采用真菌平板培养法研究了不同松材线虫和拟松材线虫株系的繁殖能力。在灰葡萄孢上培养10d,松材线虫和拟松材线虫繁殖倍数分别达到248倍和373倍,而在松球壳孢上培养10d,松材线虫和拟松材线虫繁殖倍数分别为133和98倍。结合性比及幼虫/成虫指标数据,结果表明,在本实验室条件下,线虫在灰葡萄孢(Botrytis cinerea)上繁殖速度最快,繁殖后得到合适数量的混合龄期线虫;以反映线虫繁殖能力的三个指标:繁殖倍数、性比和幼虫/成虫分析比较了供试的6个松材线虫株系和4个拟松材线虫株系,以松材线虫Bx02、Bx03和拟松材线虫Bm01表现较高的繁殖能力。
分别采用羧甲基纤维素钠(CMC)、微晶纤维素(MC)和水杨素(SC)三种底物,结合DNS定量分析法,研究了松材线虫和拟松材线虫体外分泌物中内切-β-1,4-葡聚糖酶、外切-β-1,4-葡聚糖酶和β-葡萄糖苷酶三类酶的活性。结果表明,在离体培养条件下,松材线虫和拟松材线虫均能产生包括三类酶的完整纤维素酶系。其中,松材线虫分泌物中三类酶活性明显高于拟松材线虫分泌物中这三类酶活性。在内切-β-1,4-葡聚糖酶中,松材线虫Bx01株系的酶活性最高为9.36μg·ml-1·min-1,拟松材线虫Bm03株系的酶活性最高是6.32μg·ml-1·min-1,前者酶活性是后者的1.48倍;外切-β-1,4-葡聚糖酶酶活性最高的松材线虫Bx01是6.67μg·ml-1·min-1,酶活性最高的拟松材线虫Bm03是4.22μg·ml-1·min-1,前者是后者的1.58倍;Β-葡萄糖苷酶活性最高的松材线虫Bx02株系为7.35μg·ml-1·min-1,最高的拟松材线虫Bm01株系为4.63μg·ml-1·min-1,前者是后者酶活性的1.59倍。方差分析和多重比较结果表明,松材线虫Bx01、Bx02、Bx04、Bx05和Bx06株系内切-β-1,4-葡聚糖酶活性同所有拟松材线虫株系相比,结果达到极显著差异。结合二者致病力的显著差异,研究结果为更好的解释松材线虫致病机理提供了科学数据。
通过人工接种方法,比较了供试松材线虫和拟松材线虫株系在黑松枝段内的迁移扩散和繁殖能力。结果表明,与拟松材线虫相比,松材线虫在黑松枝段内迁移能力更强,表现在以更快的速度和更大的种群数量穿过黑松枝段。多数松材线虫株系在黑松枝段内的繁殖力高于拟松材线虫,并且多数松材线虫株系繁殖数量同其中三个拟松材线虫株系繁殖数量差异显著。结合松材线虫株系分泌的纤维素酶系活性明显高于拟松材线虫株系的纤维素酶系,纤维素酶可能是线虫在寄主体内迁移扩散的主要驱动力之一。
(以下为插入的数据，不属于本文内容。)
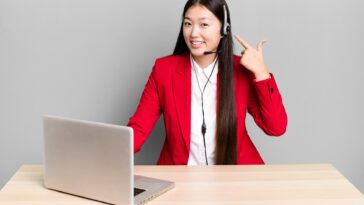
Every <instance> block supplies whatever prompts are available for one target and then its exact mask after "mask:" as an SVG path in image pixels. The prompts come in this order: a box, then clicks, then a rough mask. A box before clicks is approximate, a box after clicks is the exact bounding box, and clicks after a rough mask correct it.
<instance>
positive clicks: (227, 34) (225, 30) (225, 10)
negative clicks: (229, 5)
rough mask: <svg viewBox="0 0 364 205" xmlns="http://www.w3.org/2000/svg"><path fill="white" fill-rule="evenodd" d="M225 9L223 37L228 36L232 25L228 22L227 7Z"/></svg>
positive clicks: (223, 6)
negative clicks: (227, 18) (228, 34)
mask: <svg viewBox="0 0 364 205" xmlns="http://www.w3.org/2000/svg"><path fill="white" fill-rule="evenodd" d="M223 7H224V25H223V26H222V32H221V34H222V35H223V36H227V35H228V34H229V32H230V24H229V22H228V20H227V9H226V5H224V6H223Z"/></svg>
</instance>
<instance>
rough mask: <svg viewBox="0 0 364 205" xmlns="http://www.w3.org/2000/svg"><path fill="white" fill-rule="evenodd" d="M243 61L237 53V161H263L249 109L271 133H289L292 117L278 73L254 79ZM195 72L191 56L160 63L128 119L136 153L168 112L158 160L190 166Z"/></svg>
mask: <svg viewBox="0 0 364 205" xmlns="http://www.w3.org/2000/svg"><path fill="white" fill-rule="evenodd" d="M239 60H240V57H238V56H235V57H234V82H235V96H236V97H235V98H236V113H237V146H238V149H237V163H238V164H264V161H263V159H262V158H261V156H260V155H259V153H258V151H257V149H256V148H255V146H254V145H253V143H252V141H251V140H250V138H249V136H248V133H247V130H246V127H245V118H246V113H247V111H248V112H249V113H250V114H251V115H252V116H253V118H254V120H255V122H256V124H257V125H258V126H259V127H260V128H261V129H262V130H263V131H264V132H265V133H266V134H268V135H271V136H280V135H282V134H283V133H284V132H285V130H286V126H287V115H286V112H285V109H284V106H283V103H282V98H281V95H280V93H279V90H278V87H277V85H276V82H275V80H274V76H273V75H272V74H271V78H270V79H266V80H262V81H258V82H255V81H254V79H253V78H252V76H253V75H251V72H250V71H248V70H247V69H245V68H244V67H242V66H241V65H240V63H239ZM191 73H192V72H191V61H190V55H189V54H186V55H181V56H168V57H164V58H160V59H157V60H156V61H155V65H154V67H153V70H152V73H151V74H150V76H149V79H148V82H147V83H146V85H145V88H144V91H143V94H142V96H141V99H140V102H139V105H138V107H137V110H136V112H135V114H134V116H132V117H131V118H130V121H129V123H128V126H129V127H132V128H133V130H134V152H138V151H139V150H140V148H141V146H142V145H143V143H144V142H145V140H146V139H147V138H148V136H149V133H150V132H151V130H152V128H153V127H154V124H155V123H156V121H157V120H158V118H159V116H160V115H161V114H162V113H163V118H164V125H165V131H166V138H165V141H164V145H163V148H162V151H161V154H160V157H159V160H158V164H159V165H186V164H187V162H188V157H189V153H190V139H191V130H190V129H191V128H190V127H191V125H190V124H191V92H192V89H191ZM218 75H219V72H218ZM218 79H219V78H218ZM217 86H218V87H219V80H218V81H217ZM217 90H219V89H217Z"/></svg>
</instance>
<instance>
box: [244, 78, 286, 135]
mask: <svg viewBox="0 0 364 205" xmlns="http://www.w3.org/2000/svg"><path fill="white" fill-rule="evenodd" d="M270 75H271V77H270V78H268V79H265V80H262V81H255V80H253V82H252V86H251V87H250V94H249V101H248V112H249V113H250V114H251V115H252V116H253V118H254V121H255V123H256V124H257V125H258V126H259V127H260V128H261V129H262V130H263V131H264V132H265V133H266V134H267V135H270V136H280V135H283V134H284V133H285V131H286V127H287V114H286V111H285V108H284V106H283V102H282V97H281V94H280V92H279V90H278V87H277V84H276V81H275V79H274V76H273V74H272V73H271V74H270Z"/></svg>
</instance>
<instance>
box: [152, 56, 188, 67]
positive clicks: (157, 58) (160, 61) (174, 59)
mask: <svg viewBox="0 0 364 205" xmlns="http://www.w3.org/2000/svg"><path fill="white" fill-rule="evenodd" d="M184 57H185V55H169V56H164V57H160V58H157V59H156V60H155V63H154V65H155V66H156V67H157V66H158V67H165V66H168V67H171V65H176V64H178V62H179V61H180V60H181V59H182V58H184Z"/></svg>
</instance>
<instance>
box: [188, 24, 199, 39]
mask: <svg viewBox="0 0 364 205" xmlns="http://www.w3.org/2000/svg"><path fill="white" fill-rule="evenodd" d="M199 34H200V28H199V27H198V26H192V29H191V33H190V35H191V37H198V36H199Z"/></svg>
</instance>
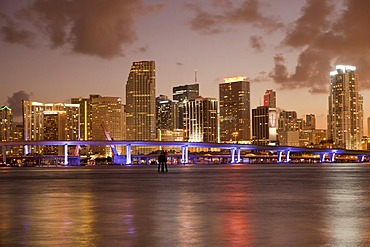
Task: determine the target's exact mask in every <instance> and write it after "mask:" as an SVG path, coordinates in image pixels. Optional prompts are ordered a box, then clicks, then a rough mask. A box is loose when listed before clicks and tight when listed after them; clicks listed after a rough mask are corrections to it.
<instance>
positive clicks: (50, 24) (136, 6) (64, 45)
mask: <svg viewBox="0 0 370 247" xmlns="http://www.w3.org/2000/svg"><path fill="white" fill-rule="evenodd" d="M160 7H161V6H159V5H155V6H154V5H153V6H146V5H145V4H144V3H143V1H142V0H109V1H105V0H58V1H55V0H34V1H33V2H31V4H29V5H27V7H25V8H23V9H21V10H19V11H18V12H17V17H14V18H18V19H20V20H22V21H23V22H26V21H29V22H30V23H31V24H32V25H33V27H34V28H36V30H37V31H42V32H43V33H45V34H46V35H47V37H48V39H49V43H50V46H51V47H52V48H60V47H64V46H68V47H70V48H71V49H72V51H74V52H76V53H80V54H86V55H93V56H99V57H102V58H112V57H115V56H121V55H123V54H124V49H125V48H126V47H125V46H128V45H131V44H132V43H133V42H134V41H135V40H136V39H137V36H136V31H135V21H136V18H137V16H142V15H145V14H148V13H150V12H152V11H157V10H158V9H160ZM3 28H5V31H7V30H8V29H9V25H6V26H5V27H3ZM11 30H17V29H14V28H13V29H11ZM8 31H9V30H8ZM20 31H21V30H19V32H18V33H17V34H18V36H20V37H19V39H20V38H22V37H23V36H25V35H26V34H27V33H25V32H20ZM22 35H23V36H22ZM4 37H5V36H4V33H3V40H5V41H8V40H6V39H5V38H4Z"/></svg>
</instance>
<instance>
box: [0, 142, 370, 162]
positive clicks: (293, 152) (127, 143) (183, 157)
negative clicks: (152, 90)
mask: <svg viewBox="0 0 370 247" xmlns="http://www.w3.org/2000/svg"><path fill="white" fill-rule="evenodd" d="M13 146H23V147H24V150H25V155H27V154H28V153H27V150H28V147H29V146H63V147H64V156H63V158H64V165H68V161H69V156H71V155H69V154H68V147H70V146H110V147H114V146H124V147H125V148H126V154H121V155H118V154H116V155H113V157H112V161H113V163H114V164H121V165H130V164H132V163H133V155H132V153H131V149H132V147H135V146H150V147H156V146H157V147H161V148H163V147H166V148H170V147H177V148H180V149H181V163H182V164H188V163H189V148H203V149H206V148H208V149H219V150H227V152H228V153H229V155H228V157H227V160H228V161H230V163H233V164H238V163H242V162H243V159H242V156H241V152H242V151H251V152H268V153H270V154H273V155H274V156H275V157H276V161H277V162H278V163H282V162H285V163H289V162H290V161H291V157H293V156H292V154H294V153H304V154H311V155H318V156H319V162H335V160H336V156H352V157H353V156H354V157H357V162H366V161H369V159H370V151H368V150H347V149H335V148H334V149H330V148H306V147H293V146H270V145H252V144H237V143H207V142H177V141H120V140H112V141H104V140H101V141H100V140H99V141H94V140H88V141H82V140H78V141H77V140H76V141H18V142H0V147H2V159H3V163H4V164H5V163H6V160H7V156H6V150H7V149H8V148H11V147H13ZM70 158H71V157H70Z"/></svg>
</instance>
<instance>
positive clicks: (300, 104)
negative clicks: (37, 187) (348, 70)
mask: <svg viewBox="0 0 370 247" xmlns="http://www.w3.org/2000/svg"><path fill="white" fill-rule="evenodd" d="M369 11H370V1H366V0H343V1H331V0H307V1H306V0H260V1H259V0H244V1H242V0H240V1H232V0H208V1H207V0H204V1H195V0H193V1H190V0H189V1H170V0H147V1H127V0H110V1H104V0H73V1H67V0H60V1H55V0H43V1H41V0H34V1H26V0H19V1H13V0H2V1H1V2H0V57H1V59H0V83H1V91H0V104H1V105H2V104H8V100H9V101H10V103H12V104H13V102H18V100H19V99H20V98H22V97H29V99H31V100H35V101H40V102H69V100H70V98H72V97H88V96H89V94H101V95H104V96H120V97H122V98H123V99H124V96H125V92H124V88H125V84H126V80H127V76H128V73H129V69H130V66H131V63H132V62H133V61H140V60H154V61H156V66H157V95H159V94H165V95H168V96H171V94H172V87H173V86H177V85H184V84H189V83H193V82H194V71H195V70H197V71H198V81H199V83H200V91H201V95H202V96H206V97H216V98H218V83H220V82H222V81H223V78H225V77H228V76H235V75H243V76H247V77H249V78H250V80H251V107H252V108H255V107H257V106H258V105H260V102H261V98H262V96H263V94H264V92H265V90H267V89H274V90H275V91H277V105H278V107H279V108H281V109H284V110H294V111H297V113H298V116H300V117H302V116H303V115H305V114H315V115H316V117H317V122H318V127H319V128H326V115H327V112H328V109H327V107H328V106H327V99H328V92H327V90H328V87H329V72H330V71H331V70H334V68H335V64H338V63H340V64H351V65H354V66H357V68H358V72H359V75H360V88H361V91H360V92H361V94H362V95H363V96H364V110H365V114H364V119H366V118H367V117H368V116H370V112H369V109H368V107H367V99H368V98H369V97H370V93H369V90H368V89H369V88H370V71H367V68H369V65H370V59H369V58H370V56H369V47H370V46H369V44H370V34H368V31H367V24H368V23H370V17H369V15H368V12H369ZM365 13H366V14H365ZM19 91H24V93H18V94H16V95H14V94H15V93H17V92H19ZM365 125H366V123H365ZM365 133H367V131H366V130H365Z"/></svg>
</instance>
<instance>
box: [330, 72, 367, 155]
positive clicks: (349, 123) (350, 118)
mask: <svg viewBox="0 0 370 247" xmlns="http://www.w3.org/2000/svg"><path fill="white" fill-rule="evenodd" d="M329 93H330V95H329V115H328V139H329V140H333V142H334V145H335V146H336V147H338V148H345V149H353V150H358V149H361V139H362V134H363V123H362V121H363V99H362V96H361V95H360V94H359V91H358V74H357V73H356V67H355V66H350V65H337V66H336V70H335V71H332V72H330V92H329Z"/></svg>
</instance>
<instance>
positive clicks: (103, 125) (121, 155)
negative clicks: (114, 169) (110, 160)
mask: <svg viewBox="0 0 370 247" xmlns="http://www.w3.org/2000/svg"><path fill="white" fill-rule="evenodd" d="M100 126H101V127H102V129H103V132H104V135H105V138H107V141H113V138H112V137H111V136H110V133H109V130H108V128H107V127H106V126H105V123H104V122H102V123H101V124H100ZM110 148H111V150H112V154H113V155H112V156H113V157H112V162H113V164H117V165H118V164H126V156H125V155H119V154H118V152H117V149H116V146H115V145H110Z"/></svg>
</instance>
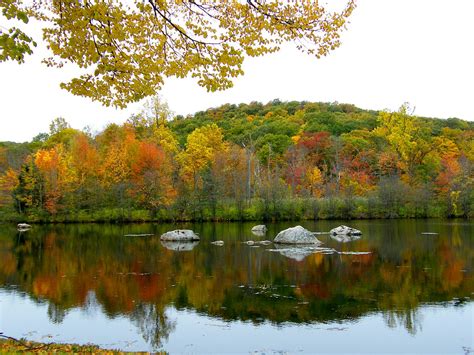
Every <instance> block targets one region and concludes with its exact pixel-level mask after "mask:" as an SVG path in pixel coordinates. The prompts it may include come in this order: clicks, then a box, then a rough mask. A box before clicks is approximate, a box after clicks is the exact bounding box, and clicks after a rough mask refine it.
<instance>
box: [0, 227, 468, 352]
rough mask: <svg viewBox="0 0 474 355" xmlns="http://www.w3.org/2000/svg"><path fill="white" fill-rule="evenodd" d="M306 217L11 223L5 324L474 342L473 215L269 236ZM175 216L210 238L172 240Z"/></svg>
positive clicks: (117, 345) (139, 331)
以松材线虫总RNA为模板,运用RT-PCR技术分离和克隆了编码松材线虫纤维素酶系组分之一的内切-β-1,4-葡聚糖酶基因的cDNA片段(GenBank注册号为EU660207)。经T载体克隆、酶切鉴定和序列测定获得cDNA片段为一个长678bp的完整的开放阅读框,编码全长为225个氨基酸的蛋白,同GenBank数据库中已登录的日本松材线虫内切-β-1,4-葡聚糖酶基因表现出较高的同源性,相似性为95%。用生物信息学方法分析和预测了编码蛋白质的主要特性。同源性分析表明,该蛋白同真菌中糖基水解酶相似性比较高,同植物寄生线虫和细菌的糖基水解酶相似性较低,证明该基因是来自真菌的水平基因漂移(HGT)。
进一步运用RANi技术鉴定了松材线虫内切-β-1,4-葡聚糖酶基因的功能。荧光显微镜观察结果表明,溶液浸泡可以把siRNA成功导入松材线虫体内,产生基因沉默效应。采用荧光定量PCR技术检测松材线虫内切-β-1,4-葡聚糖酶基因mRNA水平的表达抑制效应发现,siRNA15和siRNA275的沉默效率最高,siRNA581沉默基因的效率最低。生物学效应分析结果表明,siRNA松材线虫处理后,松材线虫分泌物中纤维素酶活性显著下降,说明松材线虫β-1,4-葡聚糖酶基因的表达受到明显抑制。同时,松材线虫种群繁殖力明显降低,穿过黑松枝段的时间明显延长,说明松材线虫内切-β-1,4-葡聚糖酶可能对松材线虫生长发育和运动扩散能力也有一定的影响。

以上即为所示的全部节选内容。